Pour Hildegarde de Bingen, être en bonne santé ce n’est pas seulement ne pas être malade. Être en santé, c’est déborder d’énergie, avoir le sourire, cultiver la sérénité et se projeter dans l’avenir. Cette définition qui remonte au Moyen-Âge, fait écho à celle qui est proposée par la philosophie du Yoga : un état de forces expansives qui permet de vivre le quotidien dans l’enthousiasme et avec la sérénité que donne le calme du mental. L’Ayurveda qui appartient au même système philosophique, apporte des soins capables d’aider une personne à retrouver un lien harmonieux avec son environnement.

Quels sont les moyens dont l’Ayurveda dispose pour aider la personne à retrouver cet état d’harmonie perdu ?

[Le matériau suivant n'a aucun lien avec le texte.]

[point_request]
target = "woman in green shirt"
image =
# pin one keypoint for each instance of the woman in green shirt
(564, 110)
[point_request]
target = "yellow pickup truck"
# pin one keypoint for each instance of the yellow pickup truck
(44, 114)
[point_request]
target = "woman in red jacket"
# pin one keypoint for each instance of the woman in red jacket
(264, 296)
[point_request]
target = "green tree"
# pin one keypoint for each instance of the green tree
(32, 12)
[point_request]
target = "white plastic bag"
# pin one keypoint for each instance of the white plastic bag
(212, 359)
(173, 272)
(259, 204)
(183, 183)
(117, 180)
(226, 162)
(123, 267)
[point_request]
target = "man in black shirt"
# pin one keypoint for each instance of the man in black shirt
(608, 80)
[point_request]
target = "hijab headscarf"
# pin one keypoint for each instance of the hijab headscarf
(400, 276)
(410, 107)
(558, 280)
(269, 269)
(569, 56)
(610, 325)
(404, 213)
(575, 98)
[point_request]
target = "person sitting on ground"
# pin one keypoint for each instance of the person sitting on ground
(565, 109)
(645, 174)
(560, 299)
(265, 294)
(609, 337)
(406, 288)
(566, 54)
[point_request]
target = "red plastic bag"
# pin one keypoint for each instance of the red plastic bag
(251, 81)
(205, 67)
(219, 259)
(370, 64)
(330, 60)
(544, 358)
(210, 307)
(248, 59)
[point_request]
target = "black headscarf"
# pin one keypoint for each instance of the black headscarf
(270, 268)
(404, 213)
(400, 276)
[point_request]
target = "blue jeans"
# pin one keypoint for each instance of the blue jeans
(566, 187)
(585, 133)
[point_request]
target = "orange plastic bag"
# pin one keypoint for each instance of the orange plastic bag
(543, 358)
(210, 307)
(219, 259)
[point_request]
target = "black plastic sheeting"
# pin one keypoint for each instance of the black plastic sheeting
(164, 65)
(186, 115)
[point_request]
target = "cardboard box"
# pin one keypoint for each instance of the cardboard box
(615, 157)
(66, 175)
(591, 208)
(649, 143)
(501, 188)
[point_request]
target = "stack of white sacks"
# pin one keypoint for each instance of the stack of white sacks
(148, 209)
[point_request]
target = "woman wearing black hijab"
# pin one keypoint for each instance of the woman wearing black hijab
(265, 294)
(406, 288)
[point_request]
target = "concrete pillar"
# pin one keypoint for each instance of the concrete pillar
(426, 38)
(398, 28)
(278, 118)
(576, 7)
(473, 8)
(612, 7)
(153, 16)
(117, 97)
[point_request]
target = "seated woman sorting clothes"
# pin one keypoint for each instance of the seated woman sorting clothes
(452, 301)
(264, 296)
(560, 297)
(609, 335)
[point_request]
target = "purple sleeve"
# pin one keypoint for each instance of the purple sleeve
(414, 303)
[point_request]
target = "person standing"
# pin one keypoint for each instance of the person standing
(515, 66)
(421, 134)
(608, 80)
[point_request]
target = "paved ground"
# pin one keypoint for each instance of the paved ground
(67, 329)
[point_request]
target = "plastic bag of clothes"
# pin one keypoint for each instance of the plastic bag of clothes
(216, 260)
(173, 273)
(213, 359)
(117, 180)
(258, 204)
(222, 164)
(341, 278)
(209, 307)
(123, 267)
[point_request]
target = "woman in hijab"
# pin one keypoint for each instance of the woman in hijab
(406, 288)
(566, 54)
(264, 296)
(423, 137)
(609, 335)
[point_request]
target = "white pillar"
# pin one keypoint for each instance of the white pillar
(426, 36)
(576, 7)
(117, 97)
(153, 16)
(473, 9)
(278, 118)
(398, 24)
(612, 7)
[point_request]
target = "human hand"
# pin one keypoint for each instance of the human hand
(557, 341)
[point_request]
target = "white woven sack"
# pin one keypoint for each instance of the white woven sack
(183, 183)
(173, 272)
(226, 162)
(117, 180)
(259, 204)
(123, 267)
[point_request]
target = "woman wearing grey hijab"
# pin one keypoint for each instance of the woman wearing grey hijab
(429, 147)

 La motivation est à la base du système puisque c’est la personne malade qui se guérit : le médecin n’est là que pour proposer des soins et les ajuster. Il dispose pour cela d’un outil de diagnostic dont les dix données de référence sont indiquées dans leur ordre d’importance. Nous détaillerons ici les deux premières.

 

1)    Dushya : se réfère à la localisation d’une maladie dans un tissu. Les tissus sont solidaires, ils se nourrissent l’un l’autre. La lymphe résulte de la nourriture digérée et apporte les nutriments au sang,  aux muscles et ainsi de suite pour les tissus suivants : la graisse, les os, le tissu nerveux et le tissu énergétique ou sexuel. Trente jours sont nécessaires pour que la nourriture soit affinée au long de ces sept étapes. Si l’un des tissus subit un déséquilibre en carence ou en excès d’alimentation, il en résulte des symptômes qui ont été détaillés très précisément[1].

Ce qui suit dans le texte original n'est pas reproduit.